O LUGAR DA MULHER É ONDE ELA QUISER (?)
O
slogan, “o lugar da mulher é onde ela quiser” tem sido nos últimos tempos a
frase mais expressiva do movimento feminista e de seus simpatizantes.
Uma
das críticas que se tem levantado contra o feminismo é que este se tornou numa
coisa meio que burguesa, isto é, os ideais que ele tem defendido representam
muito pouco da luta que o proto-feminismo do final do século XX buscou. Uma das
mais críticas da forma atual do feminismo é a feminista Camila Paglia, ela é,
por assim dizer, uma clássica, pois ela esteve presente e foi uma das percursoras
do feminismo nos EUA. Como Paglia, muitos outros têm levantado fortes críticas à
forma atual do feminismo, para tais críticos, a fixação na carreira, a busca incessante
para desmerecer os homens, a metamorfose em filosofia vingativa que torna, nas
palavras de Milo Yannopoulos, o homem um lixo, tornou o feminismo coisa de
mulheres burguesas, ou de classe média-alta.
E
a frase “o lugar da mulher é onde ela quiser” parece dar razão para que tais
críticas encontrem lugar. Pois, para quem tem os olhos fincados na realidade,
sabe que tanto para o homem quanto para a mulher, o seu lugar não é onde eles
quiserem, é, pelo contrário, onde eles tiverem condições, capacidade,
competência para estar. A ideia de que a mulher deve estar onde ela quiser, é
realidade de quem tem poder, de quem tem condições econômicas para locomoções
movidas à seu bel prazer, é realidade de certa classe média-alta. Uma mulher
que mora na periferia sabe que esta frase não a representa, ela sabe que não
pode fazer o curso que quer (pois querer não é poder), não pode conseguir o
emprego que quer (pois não basta querer para conseguir), enfim, na vida da
maior parte das mulheres (inclusive feministas) esta frase não reflete a
realidade.
Apesar
de entender o que muitas mulheres querem dizer com esta frase, mas a forma como
é empregada não me parece correta. A frase talvez devia ser “o lugar da mulher
é onde ela poder estar”, aí sim, a busca por igualdade (caraterística do proto-feminismo)

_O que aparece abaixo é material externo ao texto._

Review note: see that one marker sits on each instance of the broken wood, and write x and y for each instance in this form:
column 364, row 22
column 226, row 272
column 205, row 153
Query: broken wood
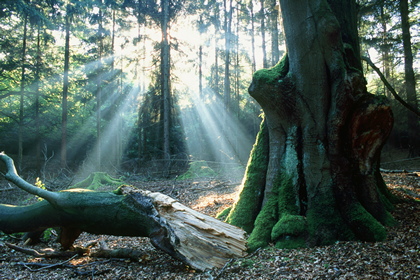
column 198, row 240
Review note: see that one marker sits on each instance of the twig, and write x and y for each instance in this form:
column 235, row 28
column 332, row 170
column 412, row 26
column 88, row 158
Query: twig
column 48, row 266
column 390, row 88
column 51, row 254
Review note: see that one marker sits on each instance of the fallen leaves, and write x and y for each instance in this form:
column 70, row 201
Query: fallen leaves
column 395, row 258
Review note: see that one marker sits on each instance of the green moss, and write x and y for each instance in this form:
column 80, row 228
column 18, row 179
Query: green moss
column 289, row 225
column 291, row 242
column 97, row 180
column 223, row 214
column 364, row 225
column 265, row 221
column 288, row 204
column 198, row 169
column 325, row 223
column 272, row 75
column 245, row 210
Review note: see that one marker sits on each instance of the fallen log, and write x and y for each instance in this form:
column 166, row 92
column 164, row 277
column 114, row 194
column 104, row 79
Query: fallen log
column 198, row 240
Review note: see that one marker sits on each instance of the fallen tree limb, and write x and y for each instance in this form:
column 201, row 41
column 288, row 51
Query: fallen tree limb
column 390, row 88
column 198, row 240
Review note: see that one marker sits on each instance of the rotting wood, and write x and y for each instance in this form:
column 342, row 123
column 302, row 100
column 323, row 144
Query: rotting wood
column 198, row 240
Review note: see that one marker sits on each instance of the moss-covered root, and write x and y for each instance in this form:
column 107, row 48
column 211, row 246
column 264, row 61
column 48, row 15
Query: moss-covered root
column 245, row 210
column 364, row 226
column 264, row 223
column 290, row 232
column 97, row 180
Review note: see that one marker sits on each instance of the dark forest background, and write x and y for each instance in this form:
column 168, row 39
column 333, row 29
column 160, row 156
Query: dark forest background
column 142, row 86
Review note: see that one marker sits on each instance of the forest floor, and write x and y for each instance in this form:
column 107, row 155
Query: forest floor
column 395, row 258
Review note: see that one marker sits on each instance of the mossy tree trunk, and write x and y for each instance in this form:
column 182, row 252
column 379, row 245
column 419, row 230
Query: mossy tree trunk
column 313, row 175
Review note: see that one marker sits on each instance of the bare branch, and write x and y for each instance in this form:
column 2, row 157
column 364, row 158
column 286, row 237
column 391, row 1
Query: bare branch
column 390, row 88
column 12, row 176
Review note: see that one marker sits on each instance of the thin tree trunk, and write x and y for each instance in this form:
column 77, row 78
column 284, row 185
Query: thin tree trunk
column 228, row 36
column 64, row 109
column 200, row 62
column 37, row 106
column 274, row 15
column 254, row 63
column 385, row 52
column 165, row 73
column 264, row 48
column 22, row 93
column 99, row 93
column 410, row 81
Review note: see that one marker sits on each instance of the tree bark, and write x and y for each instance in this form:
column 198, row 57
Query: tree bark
column 410, row 81
column 64, row 109
column 165, row 74
column 319, row 159
column 198, row 240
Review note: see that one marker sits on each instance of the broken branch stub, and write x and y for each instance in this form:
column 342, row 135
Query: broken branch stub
column 198, row 240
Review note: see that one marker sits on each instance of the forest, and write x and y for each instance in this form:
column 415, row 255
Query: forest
column 165, row 96
column 114, row 85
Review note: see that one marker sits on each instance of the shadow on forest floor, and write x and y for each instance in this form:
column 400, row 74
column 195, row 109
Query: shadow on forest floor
column 395, row 258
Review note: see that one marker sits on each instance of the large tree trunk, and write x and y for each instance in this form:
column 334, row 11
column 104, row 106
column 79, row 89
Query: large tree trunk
column 198, row 240
column 313, row 174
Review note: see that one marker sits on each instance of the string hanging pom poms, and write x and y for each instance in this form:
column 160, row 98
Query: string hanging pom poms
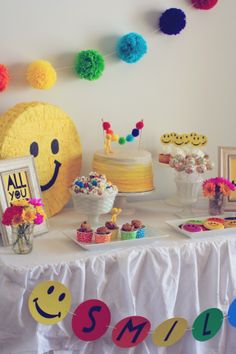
column 41, row 75
column 131, row 47
column 204, row 4
column 172, row 21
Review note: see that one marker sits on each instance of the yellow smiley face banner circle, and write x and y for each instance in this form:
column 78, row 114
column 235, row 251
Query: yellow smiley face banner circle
column 49, row 302
column 47, row 133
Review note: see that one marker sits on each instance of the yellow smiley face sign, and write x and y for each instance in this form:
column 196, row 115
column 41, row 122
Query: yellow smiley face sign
column 47, row 133
column 49, row 302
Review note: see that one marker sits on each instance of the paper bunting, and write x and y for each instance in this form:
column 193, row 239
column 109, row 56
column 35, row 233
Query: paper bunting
column 131, row 331
column 49, row 302
column 207, row 324
column 169, row 332
column 90, row 320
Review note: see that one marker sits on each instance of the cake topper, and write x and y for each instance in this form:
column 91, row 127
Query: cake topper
column 109, row 135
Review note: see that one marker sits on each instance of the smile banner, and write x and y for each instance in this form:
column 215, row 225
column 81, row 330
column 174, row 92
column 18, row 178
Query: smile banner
column 50, row 301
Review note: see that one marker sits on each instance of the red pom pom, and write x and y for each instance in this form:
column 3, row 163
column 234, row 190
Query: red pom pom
column 109, row 131
column 204, row 4
column 106, row 125
column 140, row 125
column 4, row 77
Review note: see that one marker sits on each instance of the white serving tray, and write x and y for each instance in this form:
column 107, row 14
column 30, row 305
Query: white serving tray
column 152, row 235
column 194, row 235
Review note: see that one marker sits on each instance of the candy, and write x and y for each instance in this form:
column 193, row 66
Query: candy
column 94, row 184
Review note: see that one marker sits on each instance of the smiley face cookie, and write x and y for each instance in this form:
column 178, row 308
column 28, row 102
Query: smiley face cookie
column 47, row 133
column 49, row 302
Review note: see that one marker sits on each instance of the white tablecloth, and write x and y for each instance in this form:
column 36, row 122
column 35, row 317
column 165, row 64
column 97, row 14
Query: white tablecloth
column 174, row 276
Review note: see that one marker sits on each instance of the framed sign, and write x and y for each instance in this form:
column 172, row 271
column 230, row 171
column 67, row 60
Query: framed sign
column 18, row 180
column 227, row 169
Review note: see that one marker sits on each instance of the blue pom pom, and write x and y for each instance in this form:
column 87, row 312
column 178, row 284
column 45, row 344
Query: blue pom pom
column 131, row 47
column 172, row 21
column 129, row 138
column 135, row 132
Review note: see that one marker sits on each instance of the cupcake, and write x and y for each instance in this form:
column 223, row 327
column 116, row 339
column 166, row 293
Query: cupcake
column 128, row 232
column 113, row 228
column 85, row 232
column 102, row 235
column 139, row 227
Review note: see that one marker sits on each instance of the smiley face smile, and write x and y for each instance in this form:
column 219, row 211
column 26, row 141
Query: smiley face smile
column 42, row 313
column 54, row 177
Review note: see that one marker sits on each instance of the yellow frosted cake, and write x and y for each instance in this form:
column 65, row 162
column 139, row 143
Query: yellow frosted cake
column 130, row 170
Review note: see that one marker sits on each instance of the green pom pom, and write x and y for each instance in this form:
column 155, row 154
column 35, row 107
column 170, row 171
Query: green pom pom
column 122, row 140
column 89, row 64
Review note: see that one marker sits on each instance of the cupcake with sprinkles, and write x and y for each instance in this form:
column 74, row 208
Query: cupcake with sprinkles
column 139, row 227
column 128, row 232
column 102, row 235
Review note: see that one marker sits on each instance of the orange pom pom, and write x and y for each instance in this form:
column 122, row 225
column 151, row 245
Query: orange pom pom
column 4, row 77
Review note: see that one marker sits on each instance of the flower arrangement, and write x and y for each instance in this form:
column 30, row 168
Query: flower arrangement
column 23, row 212
column 218, row 185
column 216, row 189
column 22, row 215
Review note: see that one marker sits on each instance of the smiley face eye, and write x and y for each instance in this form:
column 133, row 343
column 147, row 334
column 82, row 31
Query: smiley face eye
column 50, row 290
column 34, row 149
column 55, row 146
column 62, row 297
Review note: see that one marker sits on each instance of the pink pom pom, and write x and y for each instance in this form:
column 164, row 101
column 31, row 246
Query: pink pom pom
column 140, row 125
column 4, row 77
column 204, row 4
column 106, row 125
column 110, row 132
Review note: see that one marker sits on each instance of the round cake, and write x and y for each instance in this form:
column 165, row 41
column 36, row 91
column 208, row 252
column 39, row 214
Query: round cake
column 130, row 170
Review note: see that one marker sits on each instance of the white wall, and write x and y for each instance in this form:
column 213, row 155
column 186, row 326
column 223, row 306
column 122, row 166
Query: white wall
column 185, row 83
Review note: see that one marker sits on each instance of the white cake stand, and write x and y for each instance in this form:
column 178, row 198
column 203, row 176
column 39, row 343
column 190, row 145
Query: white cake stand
column 121, row 201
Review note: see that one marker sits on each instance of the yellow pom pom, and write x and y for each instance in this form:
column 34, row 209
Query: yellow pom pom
column 115, row 137
column 41, row 75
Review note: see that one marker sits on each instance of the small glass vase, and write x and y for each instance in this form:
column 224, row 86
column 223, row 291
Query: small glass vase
column 188, row 187
column 216, row 204
column 22, row 238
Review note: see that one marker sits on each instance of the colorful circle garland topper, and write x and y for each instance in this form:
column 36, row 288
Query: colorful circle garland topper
column 204, row 4
column 89, row 64
column 172, row 21
column 4, row 77
column 41, row 75
column 110, row 136
column 131, row 47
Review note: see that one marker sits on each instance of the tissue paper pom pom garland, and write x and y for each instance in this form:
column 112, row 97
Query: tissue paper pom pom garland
column 131, row 47
column 204, row 4
column 172, row 21
column 41, row 75
column 4, row 77
column 89, row 64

estaria impregnada e em relação objetiva com a realidade. Pois numa sociedade
onde a meritocracia impera, o querer vem em segundo lugar.
Então,
sim! “O lugar da mulher é onde ela poder estar”.
Interessante o trocadilho do quiser pelo poder. Que na verdade problematiza - a partir da realidade - as capacidades de cada ser em contraste com seus anseios - ou modas comportamentais, numa linguagem Pondetiana! Excelente....!!!!

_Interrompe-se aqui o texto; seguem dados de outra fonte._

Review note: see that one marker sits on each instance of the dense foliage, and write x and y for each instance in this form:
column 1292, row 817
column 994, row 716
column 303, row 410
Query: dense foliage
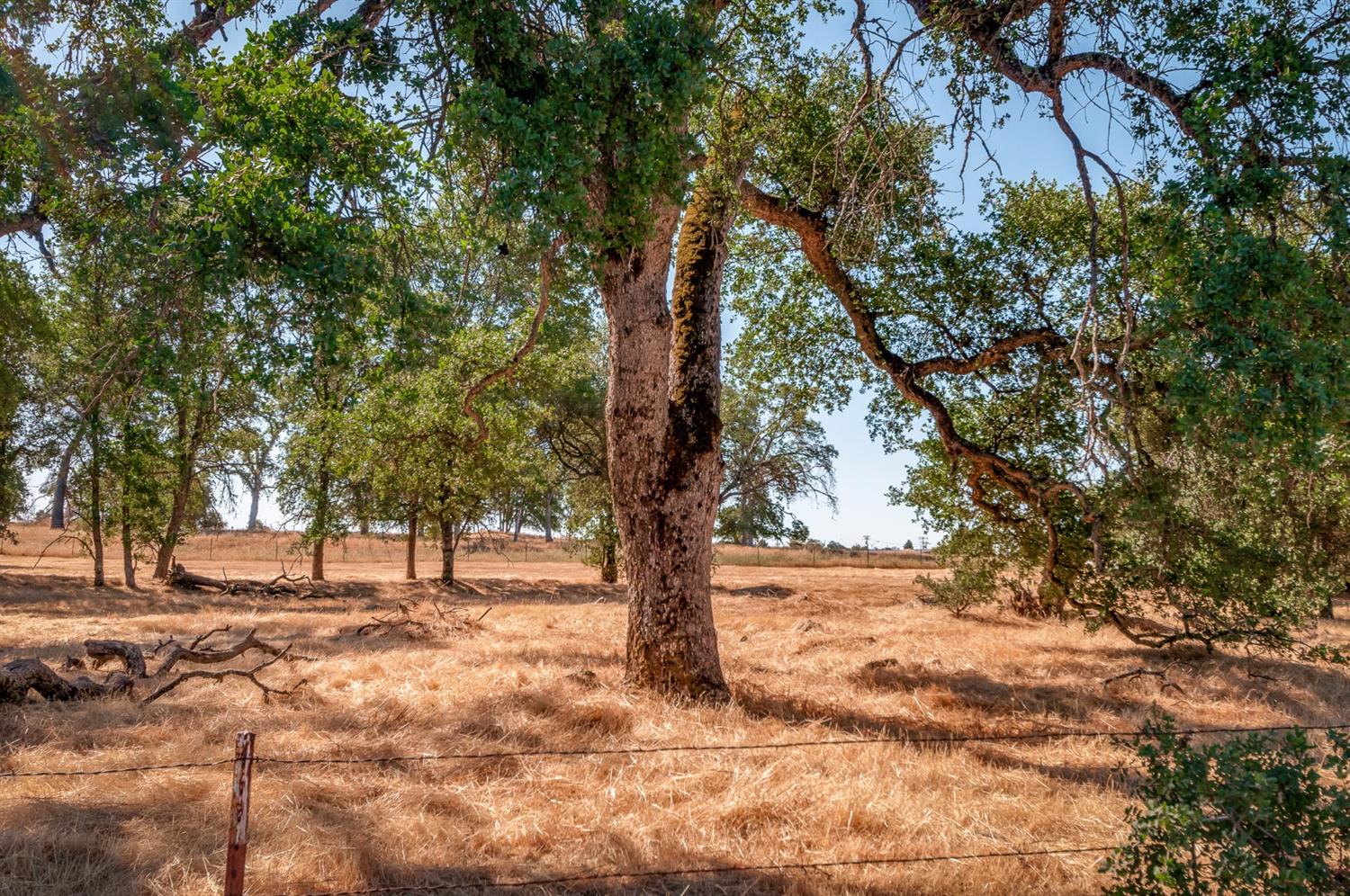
column 1249, row 815
column 362, row 253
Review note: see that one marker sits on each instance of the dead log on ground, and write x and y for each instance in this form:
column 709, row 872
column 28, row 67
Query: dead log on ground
column 423, row 620
column 131, row 656
column 18, row 676
column 250, row 675
column 194, row 653
column 283, row 586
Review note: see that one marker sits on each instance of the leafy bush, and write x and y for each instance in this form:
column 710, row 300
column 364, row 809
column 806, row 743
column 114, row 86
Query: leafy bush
column 1252, row 815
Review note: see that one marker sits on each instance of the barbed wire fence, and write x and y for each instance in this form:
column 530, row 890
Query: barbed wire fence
column 245, row 760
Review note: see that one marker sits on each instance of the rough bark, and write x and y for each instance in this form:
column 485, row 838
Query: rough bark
column 664, row 444
column 58, row 494
column 189, row 443
column 316, row 560
column 548, row 515
column 129, row 555
column 447, row 551
column 254, row 498
column 96, row 499
column 410, row 572
column 609, row 566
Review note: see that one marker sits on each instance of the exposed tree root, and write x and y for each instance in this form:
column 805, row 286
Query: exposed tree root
column 19, row 676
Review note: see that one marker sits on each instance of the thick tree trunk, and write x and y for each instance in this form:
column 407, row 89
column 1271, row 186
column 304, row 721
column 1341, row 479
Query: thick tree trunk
column 254, row 498
column 447, row 551
column 164, row 563
column 96, row 499
column 548, row 515
column 664, row 445
column 58, row 493
column 609, row 566
column 410, row 572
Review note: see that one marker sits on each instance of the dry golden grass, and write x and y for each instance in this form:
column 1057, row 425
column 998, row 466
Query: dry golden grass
column 810, row 653
column 212, row 548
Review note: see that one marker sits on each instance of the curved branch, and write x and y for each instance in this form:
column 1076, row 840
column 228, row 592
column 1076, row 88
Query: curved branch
column 813, row 232
column 545, row 280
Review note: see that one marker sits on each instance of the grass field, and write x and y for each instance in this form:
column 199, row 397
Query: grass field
column 210, row 548
column 812, row 653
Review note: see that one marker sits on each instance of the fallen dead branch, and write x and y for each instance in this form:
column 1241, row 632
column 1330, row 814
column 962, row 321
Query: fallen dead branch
column 194, row 652
column 250, row 675
column 19, row 676
column 423, row 620
column 1161, row 675
column 285, row 585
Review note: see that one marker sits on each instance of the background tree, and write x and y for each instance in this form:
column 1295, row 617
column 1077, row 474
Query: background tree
column 772, row 453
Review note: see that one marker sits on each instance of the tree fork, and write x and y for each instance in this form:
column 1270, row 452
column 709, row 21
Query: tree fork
column 664, row 444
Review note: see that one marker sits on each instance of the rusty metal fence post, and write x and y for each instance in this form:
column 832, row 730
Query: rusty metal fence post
column 238, row 842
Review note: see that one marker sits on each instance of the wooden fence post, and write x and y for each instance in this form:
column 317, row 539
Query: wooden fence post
column 238, row 844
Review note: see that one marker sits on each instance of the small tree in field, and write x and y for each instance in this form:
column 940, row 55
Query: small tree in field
column 1250, row 815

ResponderExcluirVixi, nem saberia por onde começar. Eu entendo seu ponto de vista Miguel, mas discordo com você no que concerne ao conceito de vontade. A vontade humana é seu motor mais primordial para a realização de ações. De nada adianta as oportunidades surgirem se você não "quiser" aceitá-las. Não vejo nossa sociedade como tão meritocrática assim e, tampouco, vejo na meritocracia uma justificativa para afirmar que o "poder" está acima do "querer".
ResponderExcluirDa mesma maneira, não vejo o feminismo como algo de mulher burguesa (até porque este é um termo advindo da filosofia marxista que, na realidade, significa "o indivíduo que detém os meios de produção", o que nos leva à pergunta: quem afinal, nos dias atuais, detém os meios de produção? Nos tornamos todos proletários, o que torna a aplicação do termo "burguesia" um coisa meio non-sense). Entendo que esta seja uma crítica recorrente, porém, é uma crítica que desvaloriza o caráter e força do movimento. Devemos confiar que os movimentos sociais tem seu potencial de transformação, o que é algo bom, ainda que a transformação não venha sempre para o bom. A própria quebra e mudança de paradigmas deve ser, por si só, valorizada pois implica em um esforço humano para fazer e pensar diferente. Chega a ser algo até bonito!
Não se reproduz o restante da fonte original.